Entscheidend für den Erfolg einer medikamentösen Behandlung sei aber, von Anfang an über potentielle unerwünschte Effekte wie initiale Übelkeit aufzuklären, so Niedermeier. Die Medikamenten-induzierten Beschwerden hätten für Arzt und Patient oft völlig verschiedene Dimensionen: Was für den Behandler in Kauf zu nehmen sei, habe für Patienten häufig größere Bedeutung als die Symptome der Depression selbst. Beispiele seien Übelkeit, sexuelle Dysfunktion oder Gewichtszunahme. Sinnvoll könne sein, Patienten dazu anzuregen, eine Liste von Fragen für den Arztbesuch vorzuformulieren, oder, wenn die Zeit dafür zu knapp ist, Literatur und eine Internetadresse wie die des Kompetenznetzes zu empfehlen.

Häufig aber wüßten Patienten, die erstmals den Arzt wegen Symptomen einer Depression konsultieren, noch gar nicht, ob sie überhaupt eine Behandlung brauchen und wollen, und wenn ja, welche.
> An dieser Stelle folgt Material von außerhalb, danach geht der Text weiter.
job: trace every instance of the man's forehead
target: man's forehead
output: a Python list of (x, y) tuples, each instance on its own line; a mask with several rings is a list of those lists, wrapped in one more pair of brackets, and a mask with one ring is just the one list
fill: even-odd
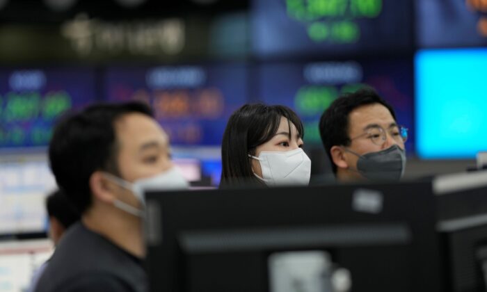
[(141, 147), (147, 143), (168, 144), (168, 137), (161, 126), (151, 117), (139, 113), (130, 113), (115, 123), (118, 140)]
[(395, 122), (388, 108), (381, 104), (360, 106), (352, 111), (349, 115), (349, 129), (353, 131), (362, 131), (371, 125), (387, 129)]

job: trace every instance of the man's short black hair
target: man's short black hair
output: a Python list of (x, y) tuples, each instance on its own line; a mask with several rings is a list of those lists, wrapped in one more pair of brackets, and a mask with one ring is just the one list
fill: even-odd
[(56, 125), (49, 147), (51, 168), (58, 186), (81, 213), (91, 204), (91, 175), (97, 170), (118, 175), (115, 122), (132, 113), (152, 117), (150, 108), (140, 102), (99, 104)]
[(349, 137), (349, 115), (358, 107), (372, 104), (380, 104), (385, 106), (394, 120), (396, 120), (394, 108), (372, 88), (361, 88), (355, 92), (340, 96), (321, 115), (319, 134), (335, 175), (337, 165), (333, 163), (331, 158), (331, 147), (335, 145), (350, 145), (351, 140)]
[(79, 212), (61, 190), (56, 190), (47, 196), (46, 209), (47, 215), (57, 219), (66, 229), (79, 220)]

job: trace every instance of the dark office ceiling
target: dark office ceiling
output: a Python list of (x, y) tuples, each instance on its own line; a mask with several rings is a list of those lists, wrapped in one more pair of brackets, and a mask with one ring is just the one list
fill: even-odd
[[(74, 2), (69, 8), (56, 10), (49, 2)], [(1, 23), (58, 23), (80, 13), (107, 20), (194, 14), (215, 15), (248, 9), (250, 0), (131, 0), (143, 2), (136, 7), (120, 2), (131, 0), (0, 0)]]

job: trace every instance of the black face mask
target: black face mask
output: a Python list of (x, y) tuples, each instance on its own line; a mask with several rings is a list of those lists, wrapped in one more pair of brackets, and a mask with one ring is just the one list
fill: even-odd
[(406, 168), (406, 154), (397, 145), (377, 152), (360, 155), (345, 149), (358, 156), (357, 171), (364, 177), (374, 181), (399, 181)]

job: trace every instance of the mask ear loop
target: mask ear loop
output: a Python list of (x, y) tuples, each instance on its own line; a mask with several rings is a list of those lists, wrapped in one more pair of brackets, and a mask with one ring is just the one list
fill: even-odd
[[(251, 159), (255, 159), (255, 160), (257, 160), (257, 161), (265, 161), (265, 159), (261, 159), (261, 158), (255, 156), (253, 156), (253, 155), (247, 154), (247, 156), (248, 156), (248, 157), (250, 157), (250, 158), (251, 158)], [(252, 173), (253, 173), (254, 175), (255, 176), (255, 177), (257, 177), (257, 179), (260, 179), (261, 181), (264, 181), (264, 182), (266, 182), (265, 179), (264, 179), (263, 177), (260, 177), (260, 176), (259, 176), (257, 174), (256, 174), (255, 172), (254, 172), (253, 170), (252, 171)]]
[[(109, 172), (104, 172), (103, 175), (108, 179), (109, 180), (112, 181), (113, 182), (115, 183), (118, 186), (121, 186), (122, 188), (130, 190), (132, 193), (134, 193), (134, 185), (124, 179), (122, 179), (119, 177), (115, 177), (115, 175), (109, 173)], [(135, 193), (134, 193), (135, 195)], [(136, 208), (133, 206), (131, 206), (125, 202), (122, 202), (118, 199), (115, 199), (115, 202), (113, 202), (113, 206), (115, 206), (116, 208), (120, 209), (120, 210), (125, 211), (125, 212), (132, 214), (134, 216), (140, 217), (140, 218), (144, 218), (145, 216), (145, 213), (144, 211), (138, 208)]]
[[(352, 154), (358, 157), (358, 158), (365, 159), (365, 157), (363, 157), (362, 155), (359, 154), (358, 153), (356, 152), (355, 151), (352, 151), (352, 150), (351, 150), (351, 149), (348, 149), (348, 148), (346, 148), (346, 147), (343, 147), (343, 146), (342, 146), (342, 147), (343, 148), (344, 151), (345, 151), (346, 152), (351, 153)], [(360, 172), (358, 171), (358, 170), (357, 168), (351, 168), (350, 166), (349, 166), (349, 168), (347, 168), (347, 170), (351, 170), (351, 171), (353, 171), (353, 172), (356, 172), (356, 173), (358, 173), (358, 174), (362, 175), (362, 174), (360, 173)]]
Wer glaubt, sein Stimmungstief hänge nur mit einem Beziehungsproblem zusammen, akzeptiere nicht unbedingt, daß der Arzt zu einem Psychopharmakon rate, resümieren die Forscher.

Widersprüchliche Konzepte verwirren die Patienten

Verwirrend für Patienten sei auch, wenn ein Arzt vor allem auf Psychotherapie setzt und ein anderer ihnen die Depression als neurobiologische Störung beschreibt, bei der nicht Psychotherapie, sondern Arzneimittel helfen. "Sinnvoller wäre es, verschiedene Behandlungsmöglichkeiten zu besprechen und deren Effektivität im individuellen Fall abzuwägen", so die Autoren.

Schließlich gelte es zu akzeptieren, daß auch ein optimales Behandlungskonzept nicht allen Menschen mit Depression helfen könne. Und schon gar nicht kann jeder Arzt jedem Patienten helfen.

Die Beiträge des Forums lassen sich nach Themen geordnet lesen. Die Adresse der Seite im Internet lautet: www.kompetenznetz-depression.de. Dann dort "Forum" anklicken.



FAZIT

Einige Menschen mit Depression fühlen sich von Ärzten falsch oder gar nicht verstanden. Sie beklagen, daß Ärzte sie zuwenig über Depression sowie erwünschte und unerwünschten Wirkungen von Antidepressiva aufklären. Kollegen können dem entgegenwirken, indem sie häufige Patienten-Fragen von sich aus thematisieren oder Patienten motivieren, vor dem nächsten Gespräch eine Liste mit Fragen zusammenzustellen. Auch der Verweis auf Ansprechpartner und Info-Adressen, etwa im Internet, kann hilfreich sein.